Posted on October 04, 2021
Medically reviewed by
Mark Levin, M.D.
Article written by
Alicia Adams

Back pain is a common and challenging symptom of myeloma and is often one of the first symptoms that people notice before being diagnosed. More than 1,200 members of MyMyelomaTeam report back pain as a top symptom.

What Does Back Pain in Myeloma Feel Like?

People experience back pain from myeloma in a variety of ways. Oftentimes, they report the pain feeling like a persistent ache. MyMyelomaTeam members describe their back pain in their own words:

  • “After stifling a sneeze, I felt something painful give in my back.”
  • “I had four months of back pain.”
  • “I thought I pulled something in my back.”
  • “I had chronic lower back pain.”
  • “I had been having pain in my spine, especially the lower lumbar region.”
  • “I had been experiencing increasingly painful lower back pain.”

Sometimes, myeloma can cause vertebral compression fractures (broken bones in the spine).

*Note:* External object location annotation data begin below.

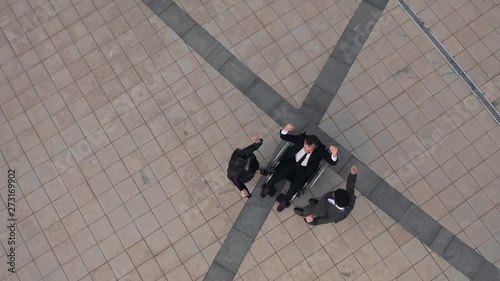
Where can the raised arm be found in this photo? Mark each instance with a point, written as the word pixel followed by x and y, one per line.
pixel 285 136
pixel 351 179
pixel 331 157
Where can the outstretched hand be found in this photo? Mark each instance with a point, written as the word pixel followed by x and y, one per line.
pixel 333 150
pixel 289 127
pixel 354 170
pixel 255 139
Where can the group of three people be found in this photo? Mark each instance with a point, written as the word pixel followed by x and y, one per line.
pixel 298 164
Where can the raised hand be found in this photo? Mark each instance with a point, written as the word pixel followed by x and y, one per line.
pixel 333 150
pixel 289 127
pixel 354 170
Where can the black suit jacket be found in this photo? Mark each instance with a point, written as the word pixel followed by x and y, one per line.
pixel 325 212
pixel 314 160
pixel 236 169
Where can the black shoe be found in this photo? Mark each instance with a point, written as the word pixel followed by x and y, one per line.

This can cause people to experience sudden, sharp pain in their back.

How Does Back Pain Affect MyMyelomaTeam Members?

Experiencing ongoing back pain can affect your quality of life. Members of MyMyelomaTeam have reported disruptions in their daily lives due to back pain, such as not being able to enjoy hobbies. “With my current condition, I am unable to play my musical instruments,” a team member shared.

Back pain can also interfere with daily activity levels. One member wrote of their back pain, “I move slower now.” Another team member with back pain reported, “I’m not as active as I once was.”

Back pain can also make it hard to get enough sleep as well. “I have insomnia and don’t get the proper rejuvenation each night that my body craves,” a MyMyelomaTeam member wrote of their back pain. Other members report a feeling of ongoing tiredness they relate to back pain. “I find myself so tired that I am napping most afternoons.”

What Causes Back Pain in Myeloma?

Myeloma itself, some myeloma treatments, and conditions related to myeloma can all contribute to back pain.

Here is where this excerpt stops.